While with JP Morgan, she worked on the placement, diligence and structuring of private equity, venture capital, real estate, and hedge fund products.
She graduated from Stanford University in 2012 with a bachelor’s degree in management science and engineering. As a freshman, she wanted to learn more about business and joined a campus internship program that focused on managing businesses for student-run organizations.
“I was fortunate to be placed as the venture intern and had the opportunity to learn about the history of Silicon Valley and venture capital,” Kinsey said. “I hadn’t had much exposure to technology startups growing up, and was fascinated by the number of companies using technology to disrupt traditional industries.”
One of the trends Kinsey and the other Stanford Student Enterprises members noticed was the rise of accelator-type programs like Y Combinator at TechStars that would provide mentorship, office space, and funding in return for a small amount of equity.
I think Culver really taught me to lead with integrity, work with people from different backgrounds, and how to think critically.

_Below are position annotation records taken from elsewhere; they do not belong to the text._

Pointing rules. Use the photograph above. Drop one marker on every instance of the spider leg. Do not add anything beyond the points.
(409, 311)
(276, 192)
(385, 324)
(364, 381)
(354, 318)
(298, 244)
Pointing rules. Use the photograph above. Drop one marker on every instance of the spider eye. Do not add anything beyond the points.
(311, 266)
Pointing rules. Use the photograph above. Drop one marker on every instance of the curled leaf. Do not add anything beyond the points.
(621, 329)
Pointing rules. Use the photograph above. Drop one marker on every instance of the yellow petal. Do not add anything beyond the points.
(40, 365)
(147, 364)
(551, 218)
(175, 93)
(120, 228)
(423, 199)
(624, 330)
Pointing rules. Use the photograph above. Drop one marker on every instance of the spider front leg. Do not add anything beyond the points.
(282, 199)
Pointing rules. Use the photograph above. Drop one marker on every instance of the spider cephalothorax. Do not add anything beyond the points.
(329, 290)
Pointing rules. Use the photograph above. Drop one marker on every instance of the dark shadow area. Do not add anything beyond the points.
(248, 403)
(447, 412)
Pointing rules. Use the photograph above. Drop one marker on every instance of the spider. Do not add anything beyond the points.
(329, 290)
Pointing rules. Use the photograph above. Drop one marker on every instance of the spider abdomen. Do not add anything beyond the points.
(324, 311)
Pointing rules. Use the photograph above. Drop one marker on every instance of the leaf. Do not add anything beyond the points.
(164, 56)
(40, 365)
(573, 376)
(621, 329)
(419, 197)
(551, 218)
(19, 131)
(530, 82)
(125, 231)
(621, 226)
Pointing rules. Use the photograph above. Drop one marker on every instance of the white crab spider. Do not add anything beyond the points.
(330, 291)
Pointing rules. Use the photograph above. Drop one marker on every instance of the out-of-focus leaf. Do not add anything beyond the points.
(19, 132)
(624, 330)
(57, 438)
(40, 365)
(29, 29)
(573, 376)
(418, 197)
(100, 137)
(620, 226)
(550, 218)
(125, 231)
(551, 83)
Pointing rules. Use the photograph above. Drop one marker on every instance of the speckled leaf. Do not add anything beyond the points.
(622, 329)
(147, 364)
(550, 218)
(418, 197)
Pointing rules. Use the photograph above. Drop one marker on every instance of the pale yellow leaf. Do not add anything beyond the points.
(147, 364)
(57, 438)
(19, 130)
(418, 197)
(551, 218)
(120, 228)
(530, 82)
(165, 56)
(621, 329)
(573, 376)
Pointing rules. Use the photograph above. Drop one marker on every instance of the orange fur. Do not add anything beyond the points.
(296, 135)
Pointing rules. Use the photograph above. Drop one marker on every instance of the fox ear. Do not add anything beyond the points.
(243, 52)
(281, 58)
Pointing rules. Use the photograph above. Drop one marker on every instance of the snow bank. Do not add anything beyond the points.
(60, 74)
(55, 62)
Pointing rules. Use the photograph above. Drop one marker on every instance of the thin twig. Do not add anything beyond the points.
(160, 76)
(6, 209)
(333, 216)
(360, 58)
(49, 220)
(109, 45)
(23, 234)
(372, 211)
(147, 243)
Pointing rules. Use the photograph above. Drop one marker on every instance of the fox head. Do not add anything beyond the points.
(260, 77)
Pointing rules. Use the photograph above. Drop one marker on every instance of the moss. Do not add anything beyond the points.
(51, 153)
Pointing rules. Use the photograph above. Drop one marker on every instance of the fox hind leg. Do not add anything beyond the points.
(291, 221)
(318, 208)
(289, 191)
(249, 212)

“Given the immense number of companies getting started at Stanford, my team decided to create a 10-week long program, now called StartX, for Stanford entrepreneurs that would provide similar benefits,” she explaine. “Through StartX, I gained access to hundreds of entrepreneurs that were starting companies and had a chance to review applications.”
They worked closely with some long time venture capitalists to determine a batch of 20 to 30 companies that would become part of the StartX program.
“I was intrigued by the types of questions the VCs asked and their ability to quickly assess different technologies and markets,” Kinsey said.
She believes her time at Culver helped her prepare for her time at Stanford and, now, her career.
“Culver was instrumental in shaping the way I look at the world and in developing a skill set that allowed me to succeed at Stanford and in business,” Kinsey said. “I think Culver really taught me to lead with integrity, work with people from different backgrounds, and how to think critically.”
The soft skills Kinsey developed at Culver include working with people from different backgrounds and cultures, which is helpful in VC networking; developing time management skills (especially when the internet was shut off in the dorms); and learning critical thinking skills “taught me to problem solve.”
She has also tapped into the Culver alumni network, she said, developing strong relationships with alums who have mentored her through career decisions and made introductions on her behalf.
Now, Kinsey is helping to break new ground. For the first time ever, the top five companies by market capitalization are technology firms. And technology is playing a major role in every industry.
“I’m excited about the opportunity to invest in emerging technology companies that are transforming industries and changing the world.”